2 qualities of the Quality of selection test
Reliability, same results over and over again and cross diff people at diff times. Validity, test measures what it claims to measure and predicts relevant behaviors.
3 test of reliability
test retest (same results over time), internal consistency (ensures the test measures one concept, known as cronbach’s alpha), inter-rater reliability (agreement/similarity between multiple raters on a scale of 0.0-1.0)
3 types of validity
content validity (covers all aspect of a job), construct validity (includes convergent and divergent, test correlates and test does not correlate respectively), criternion related validity (includes predictive and concurrent, predicts future sucess, aligns with current performance)

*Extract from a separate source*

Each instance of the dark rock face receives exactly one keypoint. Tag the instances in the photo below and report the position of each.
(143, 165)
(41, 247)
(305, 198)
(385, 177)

rational approaches to validity definition
focuses on making sure a test effectively measured what it’s meant to assess in a logical and relevant way, includes 4 key parts
4 types of rational approaches to validity
content validity, face validity, criterion validity, incremental validity
content validity is assesed by
SMEs, subject matter expers, ensures if the test measures the right things
face validity measures
measures if applicants think the test is relevant and appropriate, does it seem job related (reference to that vid of the guy getting tested 100x by his boss when applying to a new job)
criterion related validity
is there a relation between test scores and job performance?
2 types of criterion validity
predicitive, concurrent. predictive measures test scores, then job performance, concurrent does both at once
incremental validity
asks whether adding a new test could improve accuract of a selection method.
9 box grid definition
used to evaluate people and minimize errors in hiring and promotion by accurately predicting job performance.
4 types of selection errors
true positive, true negative, false positve, false negative
true positive explained
Ideal selection for a candidate, good exam scores mean good job performance
true negative meaning
true negative, an ideal rejected candidate, bad exam score means bad job performance
false positive meaning
you’d assume good exam = good performance, but these poeple got picked because of good scores and suck at their job
false negative meaning
you’d assume these candidates will do a bad job because they did bad on the exams, but they’re actually really good at the job.
impacts of false negative and positive
false positives are costly, we hire underperformeres based on a misleading indicator. false negatives are lost potential, we didn’t hire them based on a misleading indicator.
validity coefficients & their meanings
r>0.5, great predictor. 0.3<r<0.5, good predictor. r<0.3, not good predictor.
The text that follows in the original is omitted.